In April 2025, the Red Wall Caucus co-signed an open letter with the Blue Labour and Labour Growth Group parliamentary caucuses calling for the Labour government of Keir Starmer to introduce digital ID cards to tackle immigration, ensuring "we know exactly who is here", as well as unreported employment, benefit fraud and the black market, and also to better integrate people with public services such as the NHS.

== Members ==
The Red Wall Caucus is a parliamentary caucus and pressure group of backbench Labour MPs in the Parliamentary Labour Party. Members sit on the backbenches of the House of Commons and represent constituencies in the red wall, covering the Midlands and Northern England.

Following its launch in November 2024, the Red Wall Caucus was reported by PoliticsHome to have had "around a couple of dozen people within the Parliamentary Labour Party". In December 2024, The Daily Telegraph reported that the group had 35 MPs as members. As of May 2025, the caucus has 43 members.
== Reception ==
Ideologically progressive Labour politicians have opposed the Red Wall Caucus's focus on opposing immigration and fighting Reform. These politicians believe that doing so would alienate Labour's metropolitan voter base in cities like London to the benefit of the left-wing Green Party of England and Wales and independent politicians, who are believed to pose a greater challenge to Labour than Reform UK.

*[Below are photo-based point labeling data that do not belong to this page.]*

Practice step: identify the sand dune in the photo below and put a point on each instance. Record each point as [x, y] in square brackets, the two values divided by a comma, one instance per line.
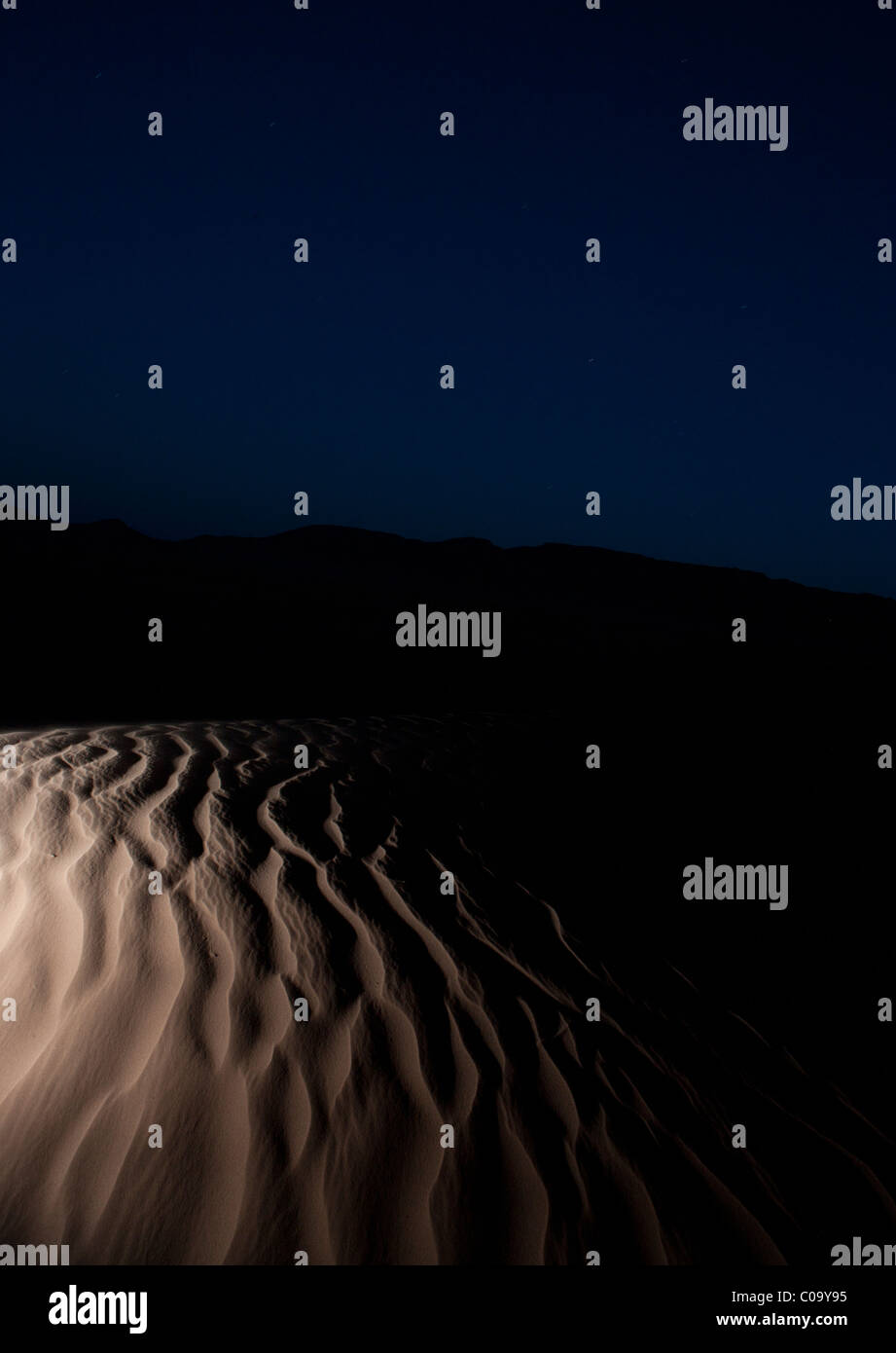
[424, 1009]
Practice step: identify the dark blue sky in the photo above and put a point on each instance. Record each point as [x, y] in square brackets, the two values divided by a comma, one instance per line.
[466, 250]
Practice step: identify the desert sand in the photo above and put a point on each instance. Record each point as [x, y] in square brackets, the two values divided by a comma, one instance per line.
[136, 1012]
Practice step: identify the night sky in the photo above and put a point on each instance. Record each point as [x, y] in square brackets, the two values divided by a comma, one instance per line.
[424, 249]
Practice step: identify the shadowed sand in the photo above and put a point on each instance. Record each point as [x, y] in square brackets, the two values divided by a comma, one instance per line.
[424, 1009]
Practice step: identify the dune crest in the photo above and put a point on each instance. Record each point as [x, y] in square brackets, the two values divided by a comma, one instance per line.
[424, 1009]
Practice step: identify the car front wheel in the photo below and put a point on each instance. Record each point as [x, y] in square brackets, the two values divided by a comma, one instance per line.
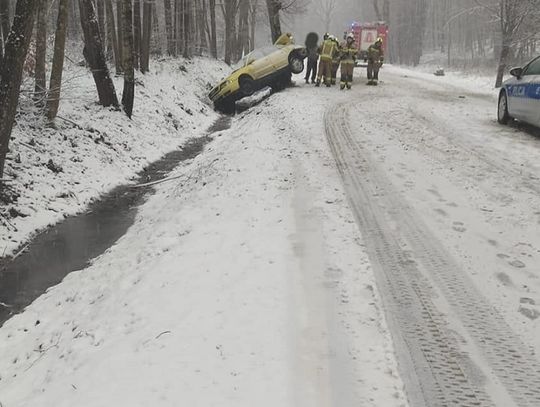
[296, 63]
[503, 117]
[247, 85]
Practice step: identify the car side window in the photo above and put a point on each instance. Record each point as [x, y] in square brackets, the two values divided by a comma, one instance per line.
[533, 68]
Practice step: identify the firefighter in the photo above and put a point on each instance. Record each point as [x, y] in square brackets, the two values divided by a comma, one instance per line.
[313, 59]
[348, 54]
[375, 60]
[335, 61]
[326, 52]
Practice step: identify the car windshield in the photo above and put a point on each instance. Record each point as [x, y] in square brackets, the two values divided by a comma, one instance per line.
[254, 56]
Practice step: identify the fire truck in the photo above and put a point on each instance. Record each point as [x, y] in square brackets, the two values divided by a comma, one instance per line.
[366, 34]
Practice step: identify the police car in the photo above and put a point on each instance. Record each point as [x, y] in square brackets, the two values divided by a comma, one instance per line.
[520, 95]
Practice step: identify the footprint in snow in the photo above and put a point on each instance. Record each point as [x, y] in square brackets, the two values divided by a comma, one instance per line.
[459, 227]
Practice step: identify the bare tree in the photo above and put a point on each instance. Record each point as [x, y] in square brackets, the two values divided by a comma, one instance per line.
[136, 33]
[147, 32]
[230, 10]
[16, 48]
[325, 10]
[212, 28]
[511, 16]
[274, 7]
[41, 53]
[4, 25]
[95, 56]
[128, 95]
[55, 84]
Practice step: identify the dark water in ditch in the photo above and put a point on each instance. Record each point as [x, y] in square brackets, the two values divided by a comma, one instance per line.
[71, 244]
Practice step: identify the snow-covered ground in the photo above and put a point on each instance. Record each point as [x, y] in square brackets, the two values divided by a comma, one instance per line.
[57, 172]
[242, 283]
[247, 280]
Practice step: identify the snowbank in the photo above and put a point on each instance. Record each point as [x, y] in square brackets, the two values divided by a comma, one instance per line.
[242, 283]
[57, 172]
[480, 83]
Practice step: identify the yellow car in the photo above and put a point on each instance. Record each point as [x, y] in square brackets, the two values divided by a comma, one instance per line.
[269, 66]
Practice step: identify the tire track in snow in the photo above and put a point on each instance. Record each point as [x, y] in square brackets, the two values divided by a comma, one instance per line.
[488, 365]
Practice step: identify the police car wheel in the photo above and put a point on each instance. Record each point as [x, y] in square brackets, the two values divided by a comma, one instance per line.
[296, 64]
[247, 85]
[503, 117]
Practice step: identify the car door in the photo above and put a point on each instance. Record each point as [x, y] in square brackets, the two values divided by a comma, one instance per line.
[517, 90]
[531, 101]
[262, 65]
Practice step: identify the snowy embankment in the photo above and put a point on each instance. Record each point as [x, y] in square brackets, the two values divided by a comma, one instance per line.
[242, 283]
[57, 172]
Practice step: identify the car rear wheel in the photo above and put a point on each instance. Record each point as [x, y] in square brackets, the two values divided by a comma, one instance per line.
[247, 85]
[296, 63]
[503, 117]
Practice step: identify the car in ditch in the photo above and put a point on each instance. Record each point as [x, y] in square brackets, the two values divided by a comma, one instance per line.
[519, 97]
[269, 66]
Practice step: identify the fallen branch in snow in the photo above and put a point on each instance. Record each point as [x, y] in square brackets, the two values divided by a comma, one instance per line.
[7, 223]
[188, 177]
[163, 333]
[22, 143]
[149, 184]
[70, 121]
[19, 252]
[43, 352]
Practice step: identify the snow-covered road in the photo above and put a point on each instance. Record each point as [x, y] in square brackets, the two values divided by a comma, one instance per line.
[324, 239]
[425, 176]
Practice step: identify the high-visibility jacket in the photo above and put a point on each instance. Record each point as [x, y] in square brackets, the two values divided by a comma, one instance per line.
[328, 50]
[348, 53]
[375, 53]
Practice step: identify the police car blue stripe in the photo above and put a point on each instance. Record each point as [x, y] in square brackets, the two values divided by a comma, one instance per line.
[528, 91]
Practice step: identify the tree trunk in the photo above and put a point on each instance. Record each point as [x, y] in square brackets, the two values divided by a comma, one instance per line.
[136, 33]
[16, 48]
[4, 25]
[274, 6]
[100, 6]
[503, 62]
[95, 57]
[201, 23]
[129, 75]
[213, 33]
[253, 24]
[147, 32]
[53, 100]
[230, 29]
[186, 28]
[120, 36]
[171, 48]
[113, 38]
[41, 54]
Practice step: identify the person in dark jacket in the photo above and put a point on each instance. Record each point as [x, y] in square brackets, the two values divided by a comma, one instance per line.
[375, 61]
[313, 60]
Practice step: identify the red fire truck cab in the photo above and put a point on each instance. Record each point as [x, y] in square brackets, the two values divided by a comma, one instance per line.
[366, 34]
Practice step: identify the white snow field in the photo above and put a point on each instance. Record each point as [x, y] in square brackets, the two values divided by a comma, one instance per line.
[377, 247]
[98, 149]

With the formation of the group, the Labour leadership has directed more of its attention on addressing the potential threat of Reform UK. Labour leader and prime minister Keir Starmer has criticised high immigration rates under previous Conservative governments as an "open border experiment", as part of a shift toward focusing on tackling immigration. The Starmerite thinktank Labour Together and its chief executive Jonathan Ashworth have worked with the group to promote the work of Starmer's government on immigration and fight Reform UK. According to Michael Gove, the editor of The Spectator, the group has the support of Starmer's chief of staff Morgan McSweeney.

Harriet Harman, who served as the acting leader of the Labour Party in 2010 and 2015 and as mother of the House from 2008 to 2024, said the formation of the caucus was "problematic" because it made it seem like members of the caucus did not believe the Labour leadership were working effectively on the issues it campaigned on. She also said she was worried that its formation would lead to increased factionalism in the Labour Party and Starmer's Labour government, which she compared to the disruptive five families of the Conservative Party under Rishi Sunak. While she maintained that she supported groups of Labour MPs for specific communities of MPs like women or for specific locations like coastal towns or London, she also said "we don't want" regionalism or factionalism, and called on members of the Red Wall Caucus to "support the government" and "play their part in the Parliamentary Labour Party" without "set[ting] up all these flipping groups".